Nah, di tengah hiruk pikuknya persiapan dan kapan hajatan tertinggi NU akan dilaksanakan, kapan sebaiknya Muktamar NU dilaksanakan? Penulis berharap data ulama yang wafat tidak bertambah banyak. Data yang ada bukan sekadar angka kematian biasa, akan tetapi ini adalah data wafatnya ulama . Bahwa tercatat kurang lebih 805 para ulama yang sudah wafat selama 2 tahun pandemi terjadi. Dan ini sedikit data yang berhasil dicatat, tentu saja yang tidak terdata jauh lebih banyak lagi.

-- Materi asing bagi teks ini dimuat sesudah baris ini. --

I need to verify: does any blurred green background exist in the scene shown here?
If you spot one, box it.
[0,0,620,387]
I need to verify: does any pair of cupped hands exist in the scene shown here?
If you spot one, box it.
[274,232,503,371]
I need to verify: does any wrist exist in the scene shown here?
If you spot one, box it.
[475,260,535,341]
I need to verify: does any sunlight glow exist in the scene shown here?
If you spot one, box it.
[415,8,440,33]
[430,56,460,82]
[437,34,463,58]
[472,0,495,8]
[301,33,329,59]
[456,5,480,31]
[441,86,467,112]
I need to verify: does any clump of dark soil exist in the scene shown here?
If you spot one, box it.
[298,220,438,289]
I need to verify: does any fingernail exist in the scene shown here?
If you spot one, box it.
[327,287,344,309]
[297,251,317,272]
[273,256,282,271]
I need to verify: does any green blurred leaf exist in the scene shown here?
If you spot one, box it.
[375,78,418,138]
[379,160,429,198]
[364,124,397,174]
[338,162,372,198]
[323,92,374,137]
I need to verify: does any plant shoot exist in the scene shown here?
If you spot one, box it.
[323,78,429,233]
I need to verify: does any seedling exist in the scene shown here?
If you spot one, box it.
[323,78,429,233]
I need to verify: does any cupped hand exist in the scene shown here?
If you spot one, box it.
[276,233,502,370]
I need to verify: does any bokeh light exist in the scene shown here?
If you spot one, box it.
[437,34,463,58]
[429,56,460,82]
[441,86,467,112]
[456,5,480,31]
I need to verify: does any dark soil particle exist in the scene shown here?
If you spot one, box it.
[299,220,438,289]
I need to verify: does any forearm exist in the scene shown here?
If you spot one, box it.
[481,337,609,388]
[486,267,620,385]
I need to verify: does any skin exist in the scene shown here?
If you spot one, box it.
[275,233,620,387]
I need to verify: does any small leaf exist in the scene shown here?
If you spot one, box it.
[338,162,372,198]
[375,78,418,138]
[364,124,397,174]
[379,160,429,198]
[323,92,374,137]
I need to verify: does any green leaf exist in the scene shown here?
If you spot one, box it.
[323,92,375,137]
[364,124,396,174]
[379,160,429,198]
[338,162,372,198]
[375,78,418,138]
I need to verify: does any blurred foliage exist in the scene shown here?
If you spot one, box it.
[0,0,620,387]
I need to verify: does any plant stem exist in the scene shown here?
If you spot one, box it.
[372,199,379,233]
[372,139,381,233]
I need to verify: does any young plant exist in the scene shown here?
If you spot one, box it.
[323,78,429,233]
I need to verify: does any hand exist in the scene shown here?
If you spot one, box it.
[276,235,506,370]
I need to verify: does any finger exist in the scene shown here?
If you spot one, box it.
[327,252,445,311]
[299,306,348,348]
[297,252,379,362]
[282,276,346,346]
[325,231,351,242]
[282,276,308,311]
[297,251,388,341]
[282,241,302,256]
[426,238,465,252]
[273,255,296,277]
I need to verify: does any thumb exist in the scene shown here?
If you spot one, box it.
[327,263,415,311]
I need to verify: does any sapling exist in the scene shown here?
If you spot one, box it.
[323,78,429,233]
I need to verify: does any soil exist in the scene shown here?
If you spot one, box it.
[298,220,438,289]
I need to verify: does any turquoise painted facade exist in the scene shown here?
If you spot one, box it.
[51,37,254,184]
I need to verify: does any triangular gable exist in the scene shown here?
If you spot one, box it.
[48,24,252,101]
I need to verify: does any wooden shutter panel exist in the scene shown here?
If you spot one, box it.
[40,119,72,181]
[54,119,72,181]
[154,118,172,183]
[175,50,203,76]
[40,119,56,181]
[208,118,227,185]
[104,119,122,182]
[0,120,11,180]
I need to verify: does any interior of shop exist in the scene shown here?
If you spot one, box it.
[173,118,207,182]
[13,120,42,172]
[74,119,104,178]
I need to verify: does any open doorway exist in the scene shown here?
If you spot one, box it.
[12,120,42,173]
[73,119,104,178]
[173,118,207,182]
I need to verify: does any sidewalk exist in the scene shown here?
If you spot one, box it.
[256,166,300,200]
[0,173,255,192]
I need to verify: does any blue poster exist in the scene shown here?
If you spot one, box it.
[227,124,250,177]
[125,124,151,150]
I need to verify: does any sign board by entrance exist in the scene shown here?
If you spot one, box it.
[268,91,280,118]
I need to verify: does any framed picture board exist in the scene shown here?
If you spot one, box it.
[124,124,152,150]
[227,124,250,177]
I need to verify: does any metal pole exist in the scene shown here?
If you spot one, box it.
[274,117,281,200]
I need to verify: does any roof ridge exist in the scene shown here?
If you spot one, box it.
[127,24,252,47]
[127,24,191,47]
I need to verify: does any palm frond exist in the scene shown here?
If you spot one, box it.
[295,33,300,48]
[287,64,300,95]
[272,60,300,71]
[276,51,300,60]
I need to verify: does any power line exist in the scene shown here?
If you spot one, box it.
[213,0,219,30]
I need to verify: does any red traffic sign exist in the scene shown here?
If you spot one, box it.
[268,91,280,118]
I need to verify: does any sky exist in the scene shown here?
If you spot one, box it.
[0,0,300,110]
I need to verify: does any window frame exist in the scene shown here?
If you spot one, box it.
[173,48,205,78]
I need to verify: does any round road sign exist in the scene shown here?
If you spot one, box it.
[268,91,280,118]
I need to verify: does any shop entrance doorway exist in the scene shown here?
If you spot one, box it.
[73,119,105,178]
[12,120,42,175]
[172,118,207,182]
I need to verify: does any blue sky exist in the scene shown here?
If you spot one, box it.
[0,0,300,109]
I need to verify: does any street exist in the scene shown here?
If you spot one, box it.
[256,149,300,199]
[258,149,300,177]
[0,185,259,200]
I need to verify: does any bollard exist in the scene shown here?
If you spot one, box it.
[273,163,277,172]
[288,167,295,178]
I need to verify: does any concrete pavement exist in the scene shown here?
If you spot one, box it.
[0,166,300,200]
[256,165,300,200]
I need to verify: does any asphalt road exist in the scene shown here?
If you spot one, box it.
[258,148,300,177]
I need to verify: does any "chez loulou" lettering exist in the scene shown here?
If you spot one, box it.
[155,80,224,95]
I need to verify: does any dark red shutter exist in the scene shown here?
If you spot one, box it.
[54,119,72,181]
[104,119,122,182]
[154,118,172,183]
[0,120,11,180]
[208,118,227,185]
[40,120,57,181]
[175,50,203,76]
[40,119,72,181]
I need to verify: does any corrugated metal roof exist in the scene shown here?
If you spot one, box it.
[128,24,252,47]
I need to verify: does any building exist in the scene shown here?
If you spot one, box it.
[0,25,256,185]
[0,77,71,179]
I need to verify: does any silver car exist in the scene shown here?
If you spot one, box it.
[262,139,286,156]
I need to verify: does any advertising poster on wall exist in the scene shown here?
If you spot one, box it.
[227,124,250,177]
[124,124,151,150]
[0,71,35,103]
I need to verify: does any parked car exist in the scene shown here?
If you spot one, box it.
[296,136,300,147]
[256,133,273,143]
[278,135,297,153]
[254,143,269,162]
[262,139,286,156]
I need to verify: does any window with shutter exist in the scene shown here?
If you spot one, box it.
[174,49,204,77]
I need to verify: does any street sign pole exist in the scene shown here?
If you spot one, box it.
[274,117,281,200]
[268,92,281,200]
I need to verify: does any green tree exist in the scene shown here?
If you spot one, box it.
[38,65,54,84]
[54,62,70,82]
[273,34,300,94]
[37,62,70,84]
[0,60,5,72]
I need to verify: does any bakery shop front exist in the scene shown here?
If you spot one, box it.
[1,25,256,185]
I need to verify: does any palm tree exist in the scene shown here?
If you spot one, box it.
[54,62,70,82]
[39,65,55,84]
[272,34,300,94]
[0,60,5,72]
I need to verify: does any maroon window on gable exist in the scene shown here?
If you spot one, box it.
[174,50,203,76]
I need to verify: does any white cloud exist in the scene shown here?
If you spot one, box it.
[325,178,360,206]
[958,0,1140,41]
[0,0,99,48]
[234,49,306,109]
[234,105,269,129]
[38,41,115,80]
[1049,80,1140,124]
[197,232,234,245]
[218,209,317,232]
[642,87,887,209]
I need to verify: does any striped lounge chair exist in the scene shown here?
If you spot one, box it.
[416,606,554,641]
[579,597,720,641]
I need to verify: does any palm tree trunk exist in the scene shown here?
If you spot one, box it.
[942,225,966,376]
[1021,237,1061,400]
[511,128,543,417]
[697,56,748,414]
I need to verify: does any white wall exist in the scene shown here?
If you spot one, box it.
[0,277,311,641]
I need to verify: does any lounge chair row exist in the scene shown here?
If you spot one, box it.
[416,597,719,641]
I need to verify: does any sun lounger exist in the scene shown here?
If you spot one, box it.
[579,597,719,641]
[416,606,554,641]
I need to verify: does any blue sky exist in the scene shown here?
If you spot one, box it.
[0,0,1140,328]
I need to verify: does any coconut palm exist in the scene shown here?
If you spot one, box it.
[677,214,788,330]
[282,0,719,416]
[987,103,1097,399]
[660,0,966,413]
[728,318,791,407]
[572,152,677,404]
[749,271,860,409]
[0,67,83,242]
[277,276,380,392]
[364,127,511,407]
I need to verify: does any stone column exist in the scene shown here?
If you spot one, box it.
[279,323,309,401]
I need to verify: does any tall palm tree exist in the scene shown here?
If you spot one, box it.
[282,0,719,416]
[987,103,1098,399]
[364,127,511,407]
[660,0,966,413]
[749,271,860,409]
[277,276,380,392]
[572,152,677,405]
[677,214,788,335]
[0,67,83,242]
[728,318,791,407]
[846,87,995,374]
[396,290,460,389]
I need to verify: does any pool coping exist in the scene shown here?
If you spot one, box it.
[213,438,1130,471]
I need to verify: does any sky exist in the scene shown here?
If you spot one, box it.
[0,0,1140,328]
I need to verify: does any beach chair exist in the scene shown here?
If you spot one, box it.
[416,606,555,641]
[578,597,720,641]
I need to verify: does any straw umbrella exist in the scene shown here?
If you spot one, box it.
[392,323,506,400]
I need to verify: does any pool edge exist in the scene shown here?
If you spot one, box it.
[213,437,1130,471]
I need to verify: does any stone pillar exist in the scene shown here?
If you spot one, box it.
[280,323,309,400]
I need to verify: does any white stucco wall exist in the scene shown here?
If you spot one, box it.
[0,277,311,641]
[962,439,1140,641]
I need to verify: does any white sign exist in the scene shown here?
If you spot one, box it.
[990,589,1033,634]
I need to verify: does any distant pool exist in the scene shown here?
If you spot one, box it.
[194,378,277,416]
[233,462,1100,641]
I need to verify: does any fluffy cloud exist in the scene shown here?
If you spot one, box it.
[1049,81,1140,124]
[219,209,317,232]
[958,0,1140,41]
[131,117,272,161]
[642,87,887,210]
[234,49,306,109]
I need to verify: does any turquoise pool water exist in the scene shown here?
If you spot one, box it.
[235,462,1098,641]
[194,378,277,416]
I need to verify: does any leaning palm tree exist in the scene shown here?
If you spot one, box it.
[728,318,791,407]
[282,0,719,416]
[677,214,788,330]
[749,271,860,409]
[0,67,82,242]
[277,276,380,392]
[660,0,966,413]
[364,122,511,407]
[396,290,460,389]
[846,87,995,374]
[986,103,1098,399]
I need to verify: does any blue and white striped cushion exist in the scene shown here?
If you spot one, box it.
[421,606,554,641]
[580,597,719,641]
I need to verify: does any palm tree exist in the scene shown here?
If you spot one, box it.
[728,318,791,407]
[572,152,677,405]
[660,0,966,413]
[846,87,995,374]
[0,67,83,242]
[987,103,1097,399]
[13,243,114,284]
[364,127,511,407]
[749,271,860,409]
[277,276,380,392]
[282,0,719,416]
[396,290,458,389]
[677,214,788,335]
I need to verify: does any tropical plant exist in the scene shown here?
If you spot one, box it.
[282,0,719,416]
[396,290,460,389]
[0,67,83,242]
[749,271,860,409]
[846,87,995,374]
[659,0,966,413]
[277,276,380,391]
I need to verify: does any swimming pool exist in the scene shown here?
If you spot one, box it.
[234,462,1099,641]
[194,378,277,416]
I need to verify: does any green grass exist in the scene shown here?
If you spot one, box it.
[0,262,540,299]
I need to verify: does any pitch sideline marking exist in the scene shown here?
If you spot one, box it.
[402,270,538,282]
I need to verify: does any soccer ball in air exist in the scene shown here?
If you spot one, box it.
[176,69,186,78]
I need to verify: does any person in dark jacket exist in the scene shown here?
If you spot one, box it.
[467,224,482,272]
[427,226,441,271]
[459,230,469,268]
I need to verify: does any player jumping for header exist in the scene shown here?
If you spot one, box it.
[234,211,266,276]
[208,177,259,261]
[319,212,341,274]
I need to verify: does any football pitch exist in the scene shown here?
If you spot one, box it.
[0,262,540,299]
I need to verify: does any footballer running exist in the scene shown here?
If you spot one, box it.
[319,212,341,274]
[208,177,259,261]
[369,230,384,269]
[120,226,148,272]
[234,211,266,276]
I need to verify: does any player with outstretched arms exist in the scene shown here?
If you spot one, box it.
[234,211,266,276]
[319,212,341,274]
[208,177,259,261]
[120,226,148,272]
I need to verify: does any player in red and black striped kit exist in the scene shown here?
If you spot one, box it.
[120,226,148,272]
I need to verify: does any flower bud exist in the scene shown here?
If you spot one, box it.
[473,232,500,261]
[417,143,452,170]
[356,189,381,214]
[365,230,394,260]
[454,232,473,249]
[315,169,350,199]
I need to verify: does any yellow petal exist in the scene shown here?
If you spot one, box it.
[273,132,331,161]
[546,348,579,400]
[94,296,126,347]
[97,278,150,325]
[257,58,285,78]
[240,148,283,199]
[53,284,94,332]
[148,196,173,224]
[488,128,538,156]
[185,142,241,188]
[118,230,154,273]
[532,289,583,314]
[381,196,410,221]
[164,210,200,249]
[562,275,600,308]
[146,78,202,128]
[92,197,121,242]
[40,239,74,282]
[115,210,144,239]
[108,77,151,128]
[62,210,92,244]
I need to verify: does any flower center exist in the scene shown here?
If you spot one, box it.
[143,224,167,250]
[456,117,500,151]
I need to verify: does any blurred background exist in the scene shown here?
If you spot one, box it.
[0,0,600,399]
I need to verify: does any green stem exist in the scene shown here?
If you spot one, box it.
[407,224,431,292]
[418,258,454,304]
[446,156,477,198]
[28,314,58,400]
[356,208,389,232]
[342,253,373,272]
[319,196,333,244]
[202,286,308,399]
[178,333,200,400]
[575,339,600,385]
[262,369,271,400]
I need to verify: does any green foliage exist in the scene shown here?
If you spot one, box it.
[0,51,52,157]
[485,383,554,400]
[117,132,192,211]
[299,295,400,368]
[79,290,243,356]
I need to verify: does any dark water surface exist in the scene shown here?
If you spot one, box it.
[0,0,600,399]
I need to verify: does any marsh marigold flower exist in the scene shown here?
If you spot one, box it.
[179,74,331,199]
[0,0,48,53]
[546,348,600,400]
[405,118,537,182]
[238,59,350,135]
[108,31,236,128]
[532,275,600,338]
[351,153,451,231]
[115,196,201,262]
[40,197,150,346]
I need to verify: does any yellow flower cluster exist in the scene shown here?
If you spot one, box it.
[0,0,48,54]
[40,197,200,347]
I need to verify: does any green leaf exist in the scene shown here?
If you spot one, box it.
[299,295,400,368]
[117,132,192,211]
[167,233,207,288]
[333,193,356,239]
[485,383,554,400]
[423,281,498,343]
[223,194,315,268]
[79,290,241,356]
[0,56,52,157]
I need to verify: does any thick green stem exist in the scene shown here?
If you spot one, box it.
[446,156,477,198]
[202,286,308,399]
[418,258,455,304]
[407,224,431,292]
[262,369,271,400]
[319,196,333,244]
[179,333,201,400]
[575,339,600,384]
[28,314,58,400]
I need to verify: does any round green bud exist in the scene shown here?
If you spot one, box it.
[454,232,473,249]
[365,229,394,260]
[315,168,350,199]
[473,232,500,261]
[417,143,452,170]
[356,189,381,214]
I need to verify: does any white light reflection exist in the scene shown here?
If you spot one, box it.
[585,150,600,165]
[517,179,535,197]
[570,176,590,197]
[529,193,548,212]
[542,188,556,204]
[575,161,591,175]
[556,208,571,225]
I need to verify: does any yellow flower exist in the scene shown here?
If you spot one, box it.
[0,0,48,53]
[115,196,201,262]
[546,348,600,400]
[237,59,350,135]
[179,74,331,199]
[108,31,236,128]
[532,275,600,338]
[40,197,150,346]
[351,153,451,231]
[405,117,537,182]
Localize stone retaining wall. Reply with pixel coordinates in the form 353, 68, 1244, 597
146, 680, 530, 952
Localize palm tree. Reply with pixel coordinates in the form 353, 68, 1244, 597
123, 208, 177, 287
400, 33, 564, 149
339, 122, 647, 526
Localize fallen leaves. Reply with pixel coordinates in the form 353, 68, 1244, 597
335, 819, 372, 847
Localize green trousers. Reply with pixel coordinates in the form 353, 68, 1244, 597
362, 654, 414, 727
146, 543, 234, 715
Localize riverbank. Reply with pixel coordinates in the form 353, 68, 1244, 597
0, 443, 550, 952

Jargon ‘Jaga Kiai Jaga Bu Nyai’ apakah masih terlintas di benak kita? Hajatan Muktamar NU tentunya yang paling banyak hadir adalah ulama-ulama kita, baik yang sudah sepuh ataupun masih muda. Dan banyak di antara mereka yang memiliki komorbid yang tidak ringan mulai darah tinggi, pasca stroke, pasca serangan jantung, Diabetes mellitus, di mana kita juga tidak tahu apakah faktor risiko komorbid dari ulama-ulama kita sudah terkontrol atau belum.

 

Berangkat dari pengalaman dan belajar dari kesalahan manajemen pandemi dan realitas di atas, memang waktu yang tepat dilakukan muktamar NU adalah sebelum bulan Desember, atau sebelum Nataru, oleh karena apa?

 

1. Para pekerja migran dan para mahasiswa yang sedang tugas belajar di luar negeri seperti Eropa, Afrika, USA di mana di sana kasus sedang tinggi-tingginya masih belum pulang ke Indonesia.
Direktur Organisasi Kesehatan Dunia Eropa Dr Hans Kluge mengatakan: Sudah terlambat untuk mencegah gelombang Covid lainnya di Eropa. Vaksin saja tidak akan cukup untuk melindungi benua itu dari gelombang baru kasus virus Corona musim dingin ini. (source CNN).

 

2. Mobilisasi warga jelang libur Natal dan tahun baru masih rendah dan belum terjadi. Hal ini patut saya kemukakan karena ada rombongan liar yang dikenal dengan sebutan romli. Ya romli yang selalu penuh riuh mewarnai hajatan muktamar di manapun dan kapan pun. Coba bayangkan para romli ini sudah menolak vaksin, tidak taat protokol kesehatan, kemudian ketemu kiainya salim sungkem. Pasti guru tidak akan menolak muridnya untuk disowani. Akan tetapi lazimnya kita sebagai murid harus juga bisa menjaga kesehatan para guru dan kiai. Opo tego kene nulari gurune awak dewe? Cubo dipikir.

 

3. Andaikan terpaksa dilaksanakan sesudah libur Nataru ya harus dipersiapkan segala kemungkinan terburuk dengan kemungkinan muncul “klaster Muktamar NU”. Tentunya ini akan menjadi sangat menyedihkan dan memprihatinkan buat jamiyah NU. Nah apakah jargon jaga kiai jaga bu nyai, jaga ulama NU masih terngiang dan terpatri di kepala kita? Ojo ribut politik ae, kesehatan dan rasa kemanusiaan dikorbankan.

 

Dokter Heri Munajib adalah Mahasiswa Program Pendidikan Dokter Spesialis Neuroogi Universitas Airlangga -RSUD DR. Soetomo, serta Anggota Pengurus Pusat Perhimpunan Dokter Nahdlatul Ulama.